Conforme a OMS, é necessário o uso de 50 a 100 litros diários de água por pessoa para suprir as necessidades mais simples e minimizar a ocorrência de doenças. Todavia, o desmatamento e a poluição dos solos possibilitam a diminuição de chuvas, calores mais intensos e após alguns anos a ocorrência de longas secas. Além disso, a expansão dos territórios agrícolas e o uso demasiado da água dificultam a sustentabilidade em seu uso, impossibilitando um consumo adequado para a sociedade brasileira.
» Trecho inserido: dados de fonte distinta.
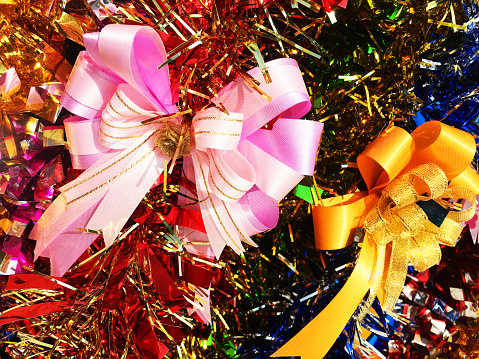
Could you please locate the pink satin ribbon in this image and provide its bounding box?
[31,25,322,276]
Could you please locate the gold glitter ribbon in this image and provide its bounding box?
[272,121,479,359]
[359,163,475,319]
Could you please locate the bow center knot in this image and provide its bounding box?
[155,122,191,158]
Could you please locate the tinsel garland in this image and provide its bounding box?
[0,0,479,358]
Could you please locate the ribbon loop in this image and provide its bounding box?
[207,150,256,202]
[192,107,243,151]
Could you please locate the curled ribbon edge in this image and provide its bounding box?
[270,121,479,359]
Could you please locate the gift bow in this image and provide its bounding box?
[272,121,479,359]
[31,25,322,276]
[359,163,475,318]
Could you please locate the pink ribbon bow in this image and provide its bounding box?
[30,25,322,276]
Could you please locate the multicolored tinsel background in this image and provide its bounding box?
[0,0,479,359]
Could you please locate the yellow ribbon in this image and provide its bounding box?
[359,163,475,320]
[272,121,479,359]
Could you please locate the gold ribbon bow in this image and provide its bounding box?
[272,121,479,359]
[359,163,475,319]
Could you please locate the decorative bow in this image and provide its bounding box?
[360,163,475,318]
[31,25,322,276]
[273,121,479,359]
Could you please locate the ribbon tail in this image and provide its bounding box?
[191,151,243,258]
[271,236,376,359]
[383,238,412,310]
[30,196,101,277]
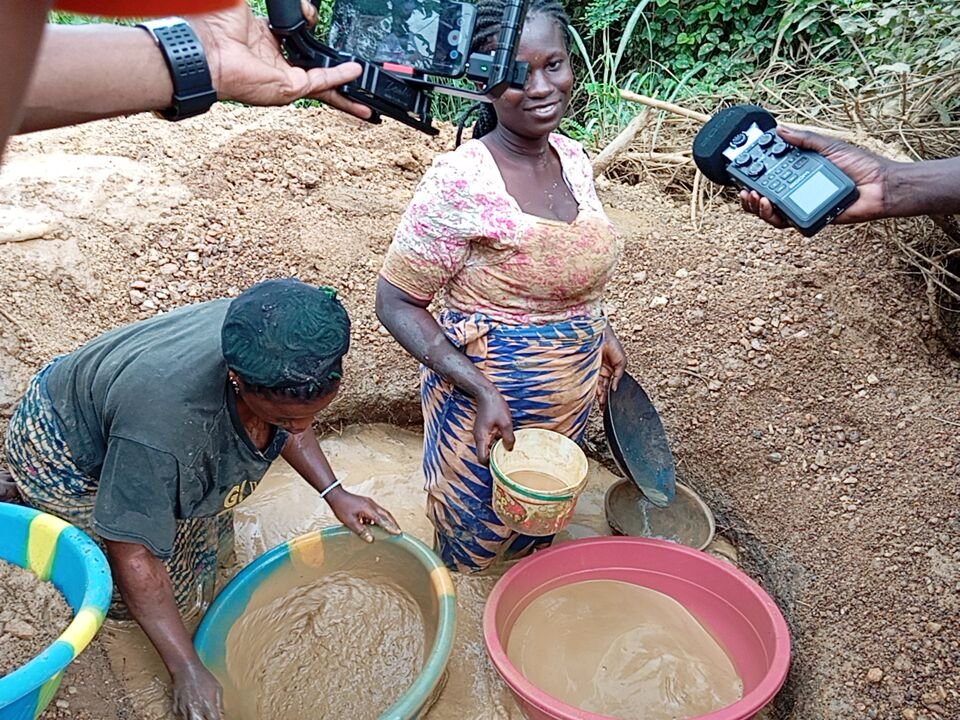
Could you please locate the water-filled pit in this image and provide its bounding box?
[95,424,756,720]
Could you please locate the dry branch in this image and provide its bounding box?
[593,108,650,177]
[620,90,856,140]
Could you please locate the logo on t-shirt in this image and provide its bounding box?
[223,480,260,510]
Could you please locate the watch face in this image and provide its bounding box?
[53,0,243,18]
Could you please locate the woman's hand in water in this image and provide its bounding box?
[327,487,400,542]
[173,661,223,720]
[473,386,513,464]
[597,325,627,410]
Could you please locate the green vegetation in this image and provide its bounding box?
[48,0,960,154]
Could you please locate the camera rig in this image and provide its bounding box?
[267,0,527,135]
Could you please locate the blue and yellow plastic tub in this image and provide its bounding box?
[194,526,456,720]
[0,503,113,720]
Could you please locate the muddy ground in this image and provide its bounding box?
[0,102,960,720]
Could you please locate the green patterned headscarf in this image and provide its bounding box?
[220,278,350,390]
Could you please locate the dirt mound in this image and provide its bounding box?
[0,560,71,677]
[0,107,960,720]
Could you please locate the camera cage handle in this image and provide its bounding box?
[266,0,528,135]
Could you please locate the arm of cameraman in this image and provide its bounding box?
[740,126,960,228]
[0,0,50,157]
[18,3,370,132]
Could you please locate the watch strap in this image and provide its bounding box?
[137,17,217,120]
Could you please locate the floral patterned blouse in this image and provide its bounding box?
[381,135,623,325]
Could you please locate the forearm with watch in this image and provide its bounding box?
[281,431,346,503]
[19,18,217,133]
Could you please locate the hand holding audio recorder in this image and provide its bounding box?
[693,105,859,237]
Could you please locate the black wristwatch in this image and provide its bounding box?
[137,17,217,120]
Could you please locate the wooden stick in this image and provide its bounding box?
[593,108,650,177]
[623,151,693,165]
[620,90,856,140]
[690,170,703,227]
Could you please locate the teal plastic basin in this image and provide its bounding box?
[194,526,456,720]
[0,503,113,720]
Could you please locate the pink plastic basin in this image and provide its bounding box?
[483,537,790,720]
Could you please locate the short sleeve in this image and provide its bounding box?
[93,438,179,559]
[380,145,519,300]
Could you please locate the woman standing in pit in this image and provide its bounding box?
[377,0,626,572]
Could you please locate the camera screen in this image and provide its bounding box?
[790,171,840,215]
[330,0,453,69]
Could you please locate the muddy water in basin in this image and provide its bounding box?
[97,425,740,720]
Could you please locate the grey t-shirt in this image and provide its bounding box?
[47,300,287,558]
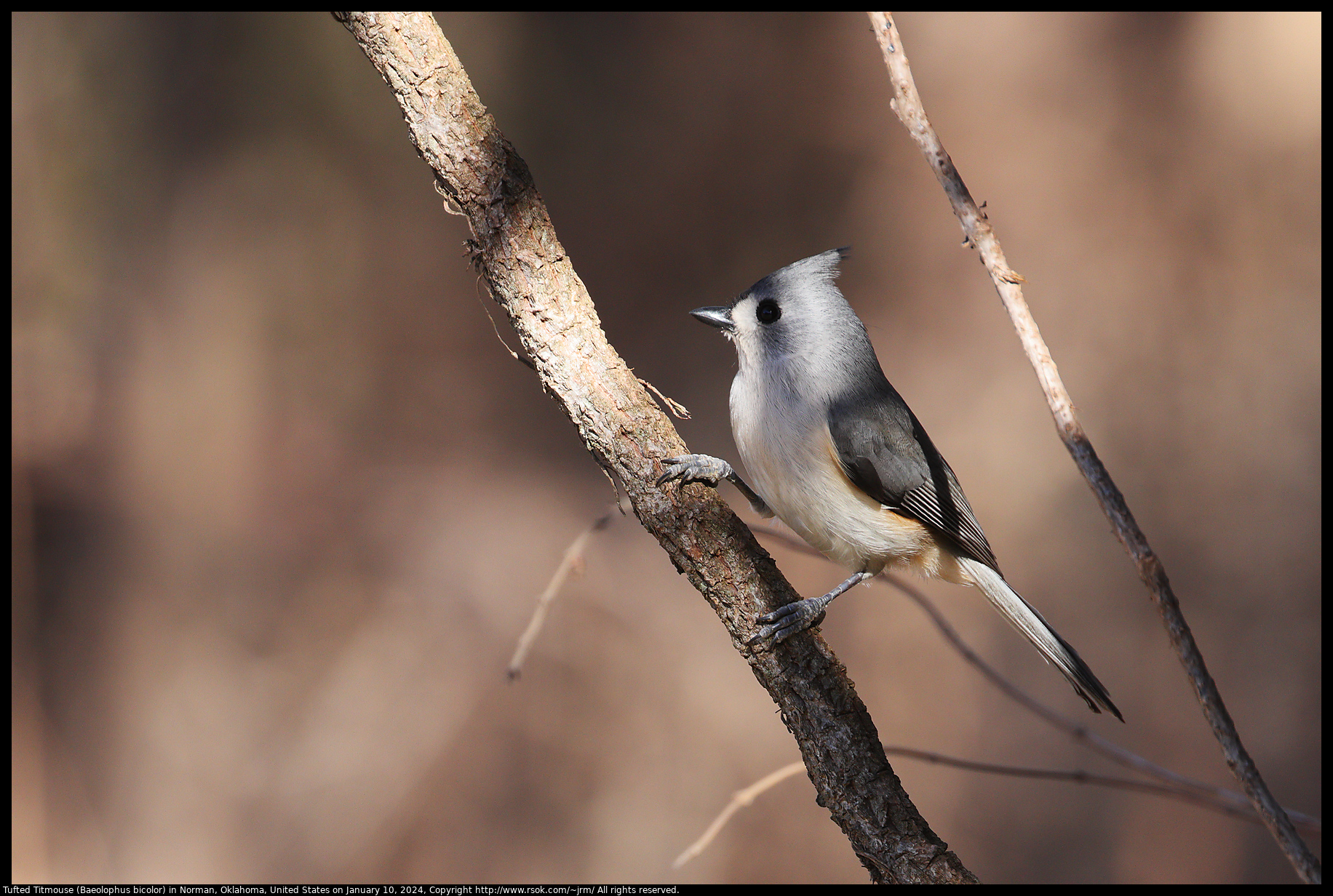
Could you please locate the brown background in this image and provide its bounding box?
[12,13,1322,883]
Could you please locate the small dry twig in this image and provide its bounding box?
[670,763,805,868]
[505,504,624,681]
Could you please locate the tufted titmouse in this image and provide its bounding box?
[657,249,1123,721]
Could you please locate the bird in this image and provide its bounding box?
[657,248,1123,721]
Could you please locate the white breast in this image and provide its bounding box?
[731,369,940,575]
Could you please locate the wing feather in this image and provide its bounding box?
[829,380,1000,572]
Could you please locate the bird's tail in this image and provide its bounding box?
[958,557,1125,721]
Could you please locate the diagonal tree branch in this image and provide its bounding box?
[868,12,1322,884]
[335,12,976,883]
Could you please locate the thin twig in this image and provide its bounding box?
[672,745,1318,868]
[868,12,1322,884]
[670,763,805,868]
[505,504,624,681]
[750,524,1324,833]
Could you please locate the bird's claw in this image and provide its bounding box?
[657,455,732,488]
[745,597,825,651]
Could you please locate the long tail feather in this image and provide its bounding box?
[960,557,1125,721]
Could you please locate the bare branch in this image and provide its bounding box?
[750,524,1324,833]
[335,12,976,883]
[868,12,1322,883]
[505,504,624,681]
[670,763,805,868]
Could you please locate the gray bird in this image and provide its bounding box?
[657,249,1123,721]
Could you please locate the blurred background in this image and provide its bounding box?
[11,13,1322,883]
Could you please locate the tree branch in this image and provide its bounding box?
[335,12,976,883]
[868,12,1322,884]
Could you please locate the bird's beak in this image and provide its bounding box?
[689,305,736,333]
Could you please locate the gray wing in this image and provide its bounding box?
[829,380,1003,575]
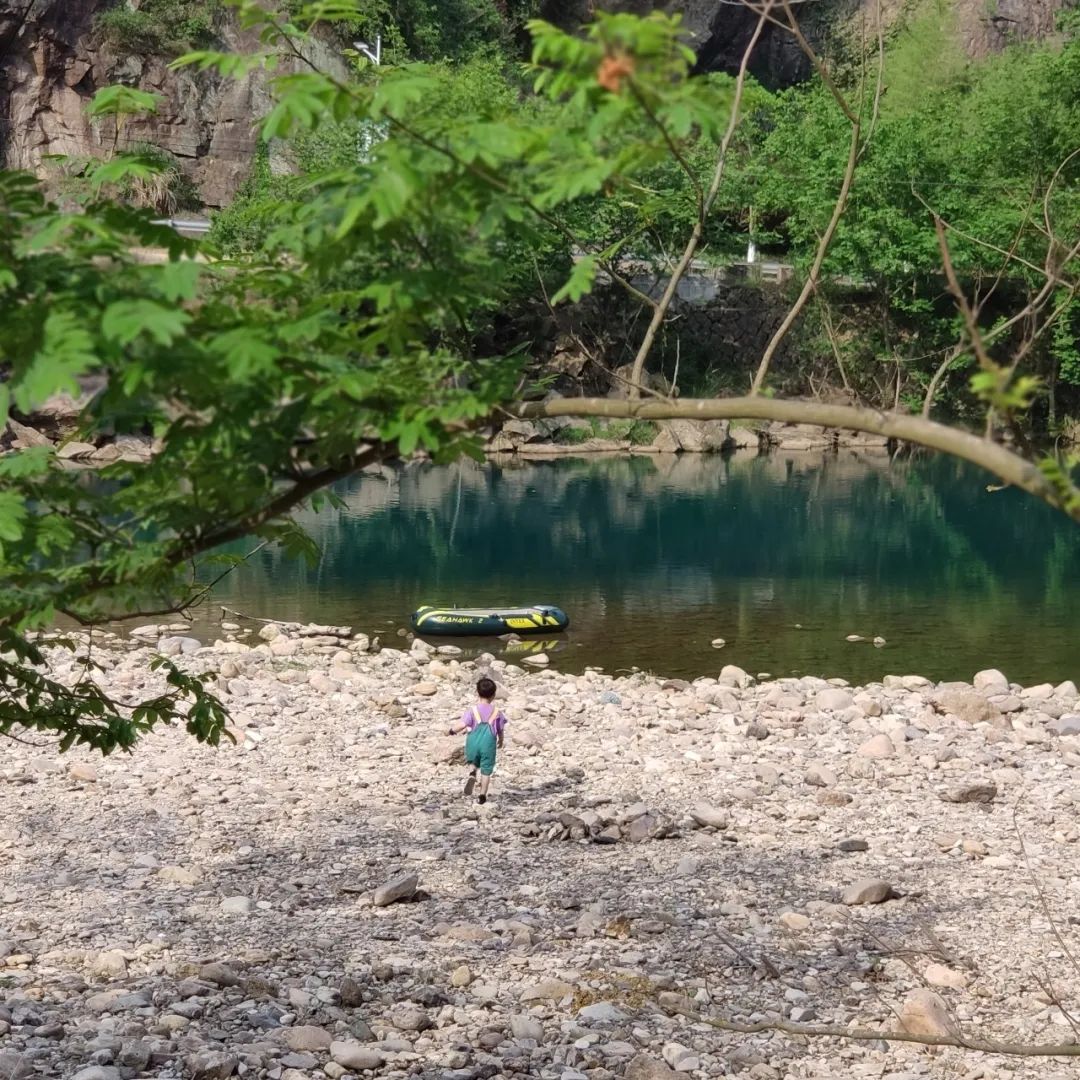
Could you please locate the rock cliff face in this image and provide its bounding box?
[0,0,267,206]
[0,0,1075,206]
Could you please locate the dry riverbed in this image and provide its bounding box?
[0,626,1080,1080]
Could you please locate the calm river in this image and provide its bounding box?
[204,453,1080,684]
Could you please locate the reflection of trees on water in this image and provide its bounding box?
[204,454,1080,677]
[247,454,1080,599]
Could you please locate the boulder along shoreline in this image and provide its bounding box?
[0,623,1080,1080]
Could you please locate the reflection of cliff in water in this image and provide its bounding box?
[238,454,1080,599]
[206,453,1080,678]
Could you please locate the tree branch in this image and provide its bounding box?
[750,119,862,394]
[630,0,774,401]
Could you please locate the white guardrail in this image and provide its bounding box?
[153,217,211,237]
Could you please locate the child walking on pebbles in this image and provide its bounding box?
[450,677,507,804]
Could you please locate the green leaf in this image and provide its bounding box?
[102,299,191,345]
[551,255,596,303]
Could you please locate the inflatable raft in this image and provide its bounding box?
[413,604,570,637]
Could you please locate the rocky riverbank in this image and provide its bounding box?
[0,624,1080,1080]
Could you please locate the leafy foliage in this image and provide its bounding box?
[0,0,1080,751]
[94,0,224,56]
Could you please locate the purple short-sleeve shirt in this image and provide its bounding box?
[461,701,507,735]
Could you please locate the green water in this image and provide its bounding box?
[208,453,1080,684]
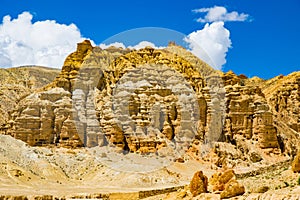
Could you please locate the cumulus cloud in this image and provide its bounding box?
[99,41,164,50]
[184,22,231,69]
[193,6,249,23]
[99,42,126,49]
[0,12,91,68]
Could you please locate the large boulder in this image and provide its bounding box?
[292,151,300,173]
[190,171,208,197]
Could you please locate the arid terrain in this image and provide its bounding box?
[0,40,300,200]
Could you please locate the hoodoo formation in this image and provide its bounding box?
[0,40,300,199]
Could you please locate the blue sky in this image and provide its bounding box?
[0,0,300,78]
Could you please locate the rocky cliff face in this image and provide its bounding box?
[0,66,59,129]
[2,41,300,161]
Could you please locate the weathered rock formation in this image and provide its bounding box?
[223,72,279,148]
[190,171,208,197]
[0,66,59,131]
[2,41,299,162]
[292,151,300,173]
[209,170,245,199]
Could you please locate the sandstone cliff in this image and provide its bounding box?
[0,66,59,127]
[2,41,299,163]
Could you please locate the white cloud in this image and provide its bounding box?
[193,6,249,23]
[0,12,91,68]
[99,41,164,50]
[184,22,231,69]
[99,42,126,49]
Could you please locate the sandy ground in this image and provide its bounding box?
[0,135,300,199]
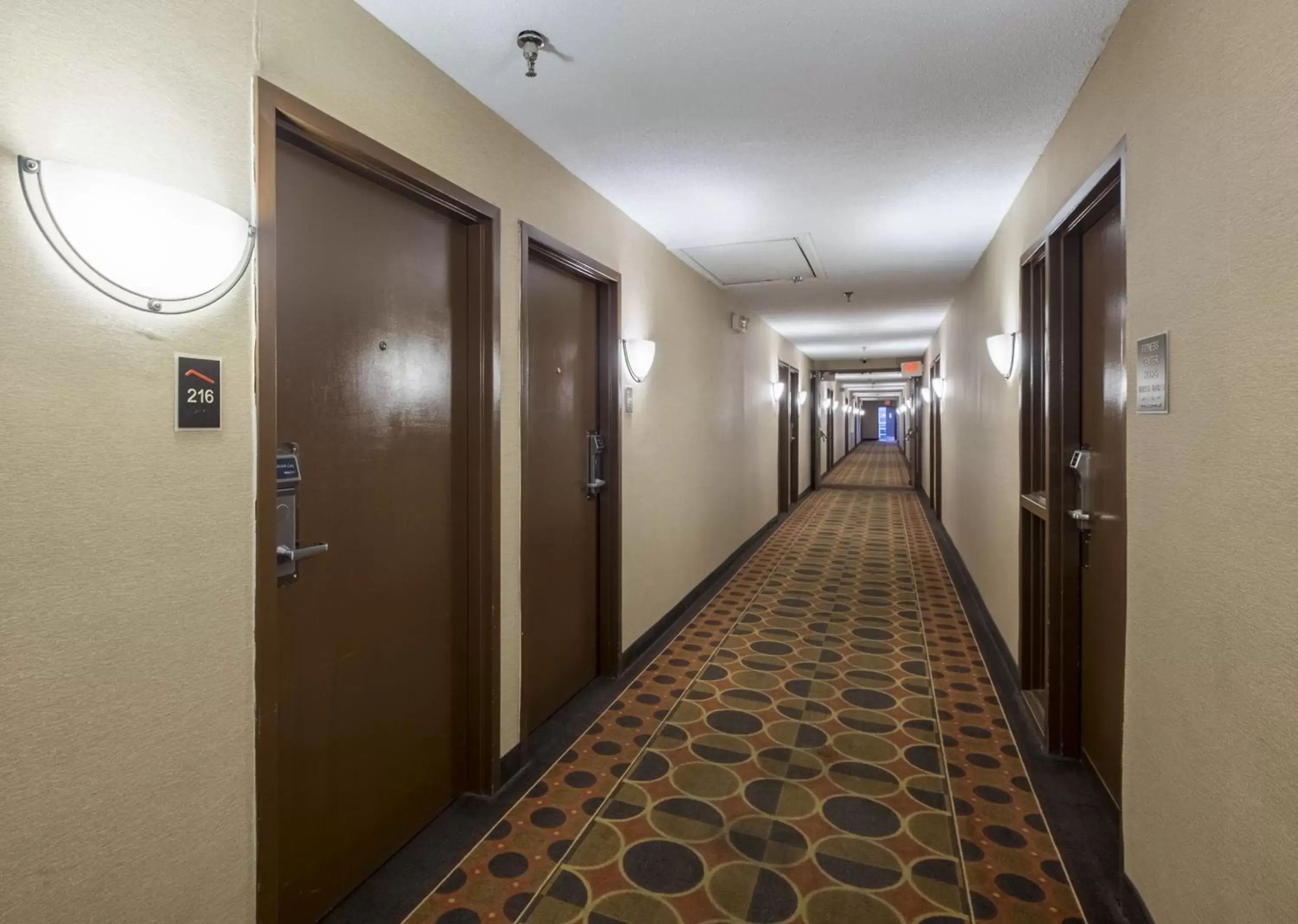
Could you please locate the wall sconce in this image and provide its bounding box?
[986,334,1019,379]
[622,340,658,382]
[18,157,256,314]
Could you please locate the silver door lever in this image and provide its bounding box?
[275,542,328,562]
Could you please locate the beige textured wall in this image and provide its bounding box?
[0,0,810,924]
[925,0,1298,924]
[0,0,253,924]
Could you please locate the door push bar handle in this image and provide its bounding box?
[275,542,328,562]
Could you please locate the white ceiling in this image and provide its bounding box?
[358,0,1125,358]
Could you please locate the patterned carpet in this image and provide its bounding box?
[408,446,1083,924]
[824,443,910,488]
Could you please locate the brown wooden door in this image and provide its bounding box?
[275,134,466,924]
[784,369,802,504]
[775,366,797,514]
[522,256,601,732]
[1079,208,1127,802]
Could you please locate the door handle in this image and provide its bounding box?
[585,430,606,497]
[275,542,328,562]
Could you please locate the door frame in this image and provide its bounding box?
[807,370,824,491]
[1020,139,1127,759]
[928,353,942,520]
[788,366,802,506]
[253,78,500,924]
[775,362,798,514]
[518,222,622,763]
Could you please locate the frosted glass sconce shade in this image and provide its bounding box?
[622,340,658,382]
[18,157,256,314]
[986,334,1019,379]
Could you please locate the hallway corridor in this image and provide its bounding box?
[408,444,1083,924]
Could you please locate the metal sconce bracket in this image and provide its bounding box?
[18,157,257,314]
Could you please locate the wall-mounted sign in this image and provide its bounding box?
[1136,334,1168,414]
[175,354,221,430]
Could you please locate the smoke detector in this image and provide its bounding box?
[518,29,550,77]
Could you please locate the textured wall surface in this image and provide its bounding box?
[0,0,810,924]
[0,0,253,924]
[925,0,1298,924]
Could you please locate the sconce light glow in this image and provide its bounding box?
[622,340,658,382]
[18,157,256,314]
[986,334,1019,379]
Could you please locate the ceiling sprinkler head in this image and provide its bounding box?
[518,29,549,77]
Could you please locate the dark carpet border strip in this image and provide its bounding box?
[1123,873,1154,924]
[915,488,1137,924]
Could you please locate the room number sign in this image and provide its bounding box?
[175,354,221,430]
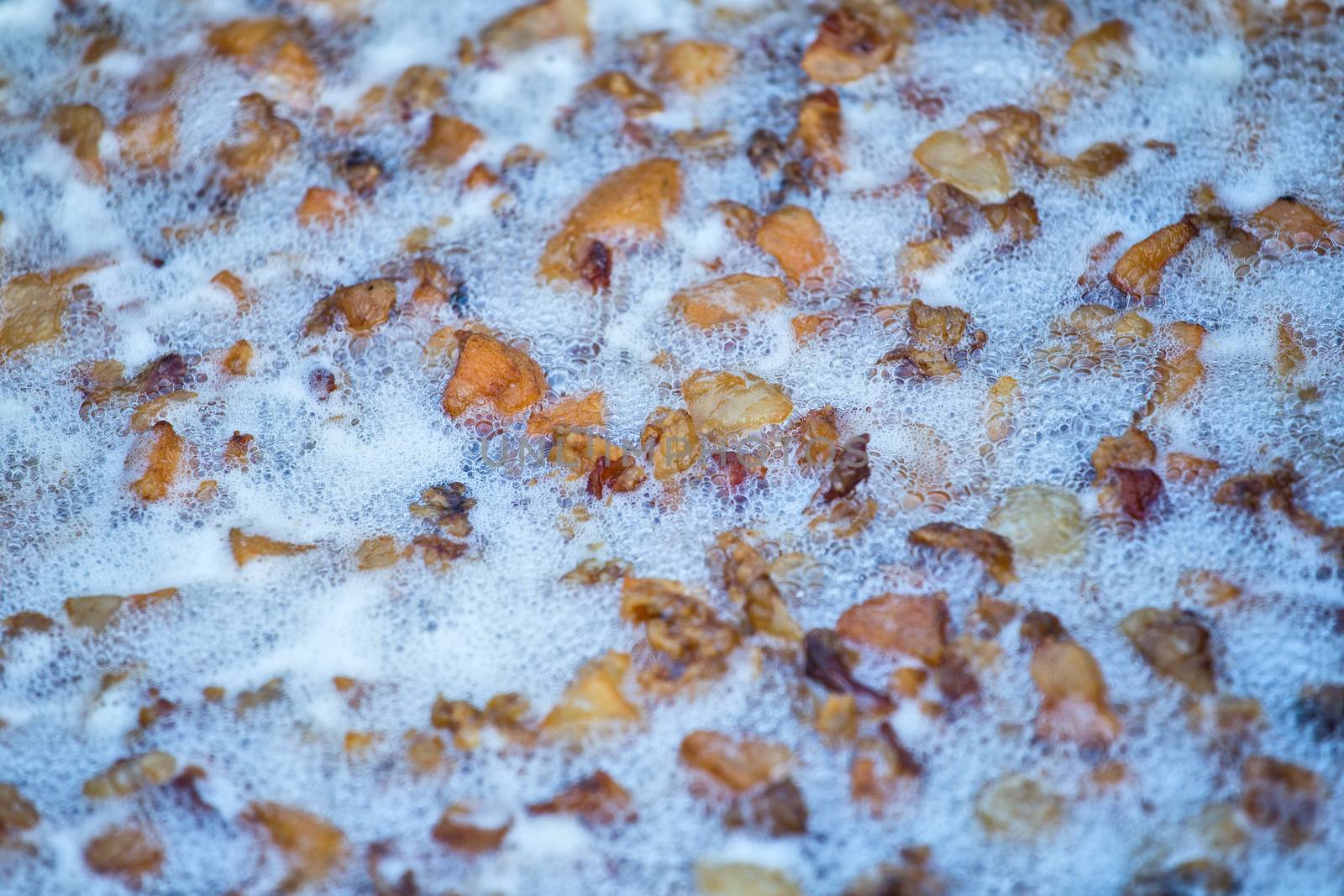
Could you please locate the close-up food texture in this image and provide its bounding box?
[0,0,1344,896]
De acordo com o sociólogo Milton Santos, a defasagem está relacionada na distribuição do produto oferecido. Assim, percebe-se que a má gestão da água resulta em milhares de famílias sem água tratada, vítimas de doenças e de ambientes desumanos. Então, enquanto não houver uma gestão adequada na expansão de territórios agrícolas, no descarte incorreto de lixo sanitário nos rios e a direção no tratamento do esgoto, o impasse irá permanecer.
Dessa forma, medidas são necessárias para resolver o problema. O Ministério do Meio Ambiente junto ao Ministério do Desenvolvimento Regional (MDR) devem fazer sua parte, por meio de propagandas de televisão conscientizar a sociedade sobre a importância de cuidar e aproveitar a água da melhor forma. Assim também, preservar as áreas florestais, estimular a redução do uso da água para atividades agrícolas, visando a sustentabilidade, e gerenciar de forma adequada, por meio de estatísticas regionais, a distribuição de água tratada nas regiões sem saneamento para um melhor bem-estar da população.